*Illustration by Harry Campbell, from Wired
This article at Wired on the evolution of office space and many of the comments it received affirmed for me again that the workplace is shackled by policies and practices that continue to interfere with the growth and achievement of American organizations.
There are many reasons for this, but I think these two are dominant:
- The workspace is planned and managed by a group of people who are measured by the cost of their operation to the organization.
- Organizational hierarchies, exhibited in workspace footprints, perpetuate the desire for and the demand for personal space that has nothing to do with the work we do.
I remember the first time I acted as an agent, of sorts, for a facilities group. Designing a major corporate headquarters facility a couple of decades ago, we engaged in a discussion of concepts and approaches to the design of the staff workspaces. The "breakthrough" idea promoted by the client's facilities leadership was "one size fits all." With legacy information about the hassles and costs of moving staff in an increasingly dynamic business context, thy argued that all workstations should be the same size, enabling "box moves" whenever relocating staff, and therefore saving considerable dollars in the management of the physical workplace.
What is interesting in looking back on this is the realization that we were being uniquely thoughtful about the spaces and places where the technical work of the organization was being done, but designing the places where people did most of their work without consideration of the nature of that work. The organization, like almost any modern corporation, had a significant diversity of staff disciplines and roles. The space we planned for them were, however, homogenous and generalized, failing to account for differences between accounting and engineering, between design and project management, between concept development and purchasing.

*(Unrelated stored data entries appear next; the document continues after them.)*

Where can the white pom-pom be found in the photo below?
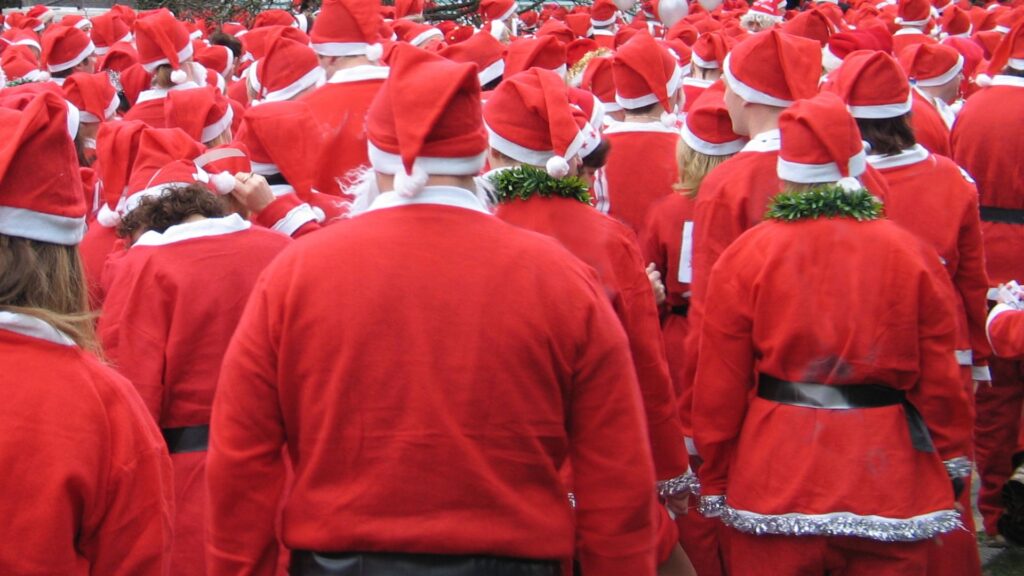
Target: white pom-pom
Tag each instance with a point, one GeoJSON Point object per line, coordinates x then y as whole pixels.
{"type": "Point", "coordinates": [375, 52]}
{"type": "Point", "coordinates": [223, 182]}
{"type": "Point", "coordinates": [850, 183]}
{"type": "Point", "coordinates": [557, 167]}
{"type": "Point", "coordinates": [410, 184]}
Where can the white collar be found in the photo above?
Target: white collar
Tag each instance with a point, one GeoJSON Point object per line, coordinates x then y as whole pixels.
{"type": "Point", "coordinates": [912, 155]}
{"type": "Point", "coordinates": [28, 325]}
{"type": "Point", "coordinates": [1004, 80]}
{"type": "Point", "coordinates": [437, 195]}
{"type": "Point", "coordinates": [765, 141]}
{"type": "Point", "coordinates": [359, 73]}
{"type": "Point", "coordinates": [189, 231]}
{"type": "Point", "coordinates": [617, 127]}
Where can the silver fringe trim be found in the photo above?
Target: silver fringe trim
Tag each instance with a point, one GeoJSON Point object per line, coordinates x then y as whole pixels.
{"type": "Point", "coordinates": [684, 484]}
{"type": "Point", "coordinates": [958, 467]}
{"type": "Point", "coordinates": [844, 524]}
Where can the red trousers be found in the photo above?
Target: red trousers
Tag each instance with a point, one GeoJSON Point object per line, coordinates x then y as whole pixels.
{"type": "Point", "coordinates": [818, 556]}
{"type": "Point", "coordinates": [996, 430]}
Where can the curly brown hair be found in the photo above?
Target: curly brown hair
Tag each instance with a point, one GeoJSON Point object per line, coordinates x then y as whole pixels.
{"type": "Point", "coordinates": [173, 206]}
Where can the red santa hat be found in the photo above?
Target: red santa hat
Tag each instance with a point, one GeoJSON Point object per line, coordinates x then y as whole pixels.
{"type": "Point", "coordinates": [41, 201]}
{"type": "Point", "coordinates": [288, 69]}
{"type": "Point", "coordinates": [774, 69]}
{"type": "Point", "coordinates": [529, 119]}
{"type": "Point", "coordinates": [163, 40]}
{"type": "Point", "coordinates": [64, 48]}
{"type": "Point", "coordinates": [820, 142]}
{"type": "Point", "coordinates": [93, 95]}
{"type": "Point", "coordinates": [348, 28]}
{"type": "Point", "coordinates": [931, 65]}
{"type": "Point", "coordinates": [708, 128]}
{"type": "Point", "coordinates": [483, 50]}
{"type": "Point", "coordinates": [109, 29]}
{"type": "Point", "coordinates": [543, 51]}
{"type": "Point", "coordinates": [203, 113]}
{"type": "Point", "coordinates": [426, 119]}
{"type": "Point", "coordinates": [872, 85]}
{"type": "Point", "coordinates": [645, 74]}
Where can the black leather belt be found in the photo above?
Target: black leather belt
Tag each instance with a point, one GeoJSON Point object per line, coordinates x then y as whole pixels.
{"type": "Point", "coordinates": [188, 439]}
{"type": "Point", "coordinates": [849, 397]}
{"type": "Point", "coordinates": [1006, 215]}
{"type": "Point", "coordinates": [306, 563]}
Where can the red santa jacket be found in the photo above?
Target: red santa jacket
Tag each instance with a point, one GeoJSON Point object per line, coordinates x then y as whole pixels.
{"type": "Point", "coordinates": [340, 107]}
{"type": "Point", "coordinates": [932, 197]}
{"type": "Point", "coordinates": [610, 248]}
{"type": "Point", "coordinates": [835, 302]}
{"type": "Point", "coordinates": [641, 168]}
{"type": "Point", "coordinates": [988, 145]}
{"type": "Point", "coordinates": [171, 307]}
{"type": "Point", "coordinates": [86, 476]}
{"type": "Point", "coordinates": [465, 362]}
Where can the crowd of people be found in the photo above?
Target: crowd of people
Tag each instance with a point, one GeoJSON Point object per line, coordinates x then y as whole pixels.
{"type": "Point", "coordinates": [617, 289]}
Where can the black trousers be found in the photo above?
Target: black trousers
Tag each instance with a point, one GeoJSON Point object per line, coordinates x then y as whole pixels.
{"type": "Point", "coordinates": [386, 564]}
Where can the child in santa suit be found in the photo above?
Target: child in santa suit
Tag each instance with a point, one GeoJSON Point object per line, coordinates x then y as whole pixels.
{"type": "Point", "coordinates": [667, 241]}
{"type": "Point", "coordinates": [172, 304]}
{"type": "Point", "coordinates": [828, 407]}
{"type": "Point", "coordinates": [86, 481]}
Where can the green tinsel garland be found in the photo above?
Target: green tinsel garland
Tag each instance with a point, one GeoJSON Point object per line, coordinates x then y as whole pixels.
{"type": "Point", "coordinates": [523, 181]}
{"type": "Point", "coordinates": [828, 201]}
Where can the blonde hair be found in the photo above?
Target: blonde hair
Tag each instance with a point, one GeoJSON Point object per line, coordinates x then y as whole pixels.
{"type": "Point", "coordinates": [693, 167]}
{"type": "Point", "coordinates": [47, 281]}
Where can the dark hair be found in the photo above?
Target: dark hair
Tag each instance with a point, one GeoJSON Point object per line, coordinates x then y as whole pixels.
{"type": "Point", "coordinates": [887, 135]}
{"type": "Point", "coordinates": [172, 207]}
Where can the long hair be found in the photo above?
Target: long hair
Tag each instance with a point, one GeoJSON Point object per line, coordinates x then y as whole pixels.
{"type": "Point", "coordinates": [47, 281]}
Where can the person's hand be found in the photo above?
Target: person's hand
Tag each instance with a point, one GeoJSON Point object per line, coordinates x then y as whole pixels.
{"type": "Point", "coordinates": [655, 283]}
{"type": "Point", "coordinates": [252, 191]}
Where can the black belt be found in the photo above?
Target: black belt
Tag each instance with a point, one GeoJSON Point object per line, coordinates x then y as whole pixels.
{"type": "Point", "coordinates": [1006, 215]}
{"type": "Point", "coordinates": [847, 398]}
{"type": "Point", "coordinates": [306, 563]}
{"type": "Point", "coordinates": [188, 439]}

In another aspect of current practice, it is difficult to recall organizations whose workplace planning standards do not have at least a dozen different space allocations and other considerations associated with title. While these standards have some consideration for the differences in work modes between different classifications of people, they make no differentiation for different disciplines in those classifications. So again, if I am of a rank in an organization my workstation is assigned without consideration of my role as a designer, accountant, manager, engineer, code writer, etc.

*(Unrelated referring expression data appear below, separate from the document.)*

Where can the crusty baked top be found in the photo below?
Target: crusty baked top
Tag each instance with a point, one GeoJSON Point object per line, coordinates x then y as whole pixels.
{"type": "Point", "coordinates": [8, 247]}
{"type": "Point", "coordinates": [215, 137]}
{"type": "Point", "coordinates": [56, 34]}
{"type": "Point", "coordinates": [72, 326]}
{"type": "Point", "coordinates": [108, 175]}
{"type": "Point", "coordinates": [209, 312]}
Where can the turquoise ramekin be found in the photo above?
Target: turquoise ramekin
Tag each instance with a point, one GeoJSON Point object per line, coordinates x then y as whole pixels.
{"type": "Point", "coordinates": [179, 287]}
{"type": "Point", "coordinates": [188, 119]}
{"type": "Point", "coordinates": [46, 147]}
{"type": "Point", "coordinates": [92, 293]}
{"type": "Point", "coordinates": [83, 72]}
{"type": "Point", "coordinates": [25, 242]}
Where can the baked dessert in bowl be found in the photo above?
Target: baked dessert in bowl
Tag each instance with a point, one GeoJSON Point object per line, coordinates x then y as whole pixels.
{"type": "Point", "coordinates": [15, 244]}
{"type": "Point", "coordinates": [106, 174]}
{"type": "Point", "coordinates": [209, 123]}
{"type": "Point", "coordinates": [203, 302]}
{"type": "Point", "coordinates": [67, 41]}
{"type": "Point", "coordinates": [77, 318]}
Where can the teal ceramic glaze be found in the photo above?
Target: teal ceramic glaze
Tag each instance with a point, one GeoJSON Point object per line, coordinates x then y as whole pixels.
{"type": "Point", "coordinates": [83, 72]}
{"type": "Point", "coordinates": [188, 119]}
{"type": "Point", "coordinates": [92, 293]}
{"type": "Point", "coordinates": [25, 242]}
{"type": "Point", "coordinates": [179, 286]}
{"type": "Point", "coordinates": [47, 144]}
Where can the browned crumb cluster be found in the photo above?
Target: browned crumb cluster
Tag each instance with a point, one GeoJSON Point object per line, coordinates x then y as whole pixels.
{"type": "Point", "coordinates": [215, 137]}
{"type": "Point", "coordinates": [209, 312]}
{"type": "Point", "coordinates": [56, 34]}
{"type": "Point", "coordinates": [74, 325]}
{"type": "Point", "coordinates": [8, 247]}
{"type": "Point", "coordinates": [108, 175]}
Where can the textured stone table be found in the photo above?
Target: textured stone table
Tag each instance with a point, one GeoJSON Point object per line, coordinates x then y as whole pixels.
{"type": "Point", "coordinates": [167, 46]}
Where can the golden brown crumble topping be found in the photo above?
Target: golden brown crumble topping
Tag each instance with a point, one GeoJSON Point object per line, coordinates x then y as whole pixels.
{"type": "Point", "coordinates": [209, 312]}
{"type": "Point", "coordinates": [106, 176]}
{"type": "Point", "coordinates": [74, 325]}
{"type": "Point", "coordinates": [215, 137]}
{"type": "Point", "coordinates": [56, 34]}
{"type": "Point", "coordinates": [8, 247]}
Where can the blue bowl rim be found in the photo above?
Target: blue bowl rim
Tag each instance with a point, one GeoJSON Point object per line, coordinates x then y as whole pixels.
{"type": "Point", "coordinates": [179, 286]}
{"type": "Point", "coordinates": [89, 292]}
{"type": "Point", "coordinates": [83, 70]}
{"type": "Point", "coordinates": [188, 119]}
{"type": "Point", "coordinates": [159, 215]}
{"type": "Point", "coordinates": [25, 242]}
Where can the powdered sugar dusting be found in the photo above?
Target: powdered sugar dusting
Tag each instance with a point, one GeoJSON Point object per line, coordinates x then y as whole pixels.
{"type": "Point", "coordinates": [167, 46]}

And, since space is associated with hierarchy, and space and place are the most visible manifestations of recognition in the workplace, then I tend to make advancement my objective and use the tools and techniques of advancement as my guide to the work that i do. In other words, the key mission and goals of the organization may be sacrificed to mediocre achievement as the employees of the organization work to individual goals before the good of customers and clients of the organization.
So the illustration and categorization that appeared in the Wired article is a reminder of the issues and considerations in modern office planning and design. The title, referencing how the form of the workplace "reflects changing attitudes toward work," might more accurately be titled, "how work attitudes are shaped by the form of the office." I think that where form is a given before the work of the organization is deeply understood, then the design of the workspace may have the implication of expressing the organization's purpose and values incorrectly and diverting the attention of those who work there from the achievement of better things.
I offer a couple of suggestions on the way to better approaches to planning and design---
- There is now a very good body of research, information and evidence to empower in-house facilities managers to engage the C-suite in a discussion and exploration of the positive and direct impact that good workplace design can have on the performance of the organization and the people in the organization. This can then lead to the use of better planning tools, identification of better measurables in planning and implementation, the development of better programs and the achievement of design that motivates and support performance.
- Try aligning the formal lexicon of the workspace with the values lexicon of the organization. Inversely, if your objective is "innovation," how does a space assignment to "vice president" make sense? Observe what effective people in the organization do, and generate space typologies around those activities. What for example, are the typologies that support "collaborating" or "socializing" or "focusing"? Develop some initial concepts based on observations and analysis, try them out in a pilot project, adjust them from what you learn. Then start measuring the growth of the organization.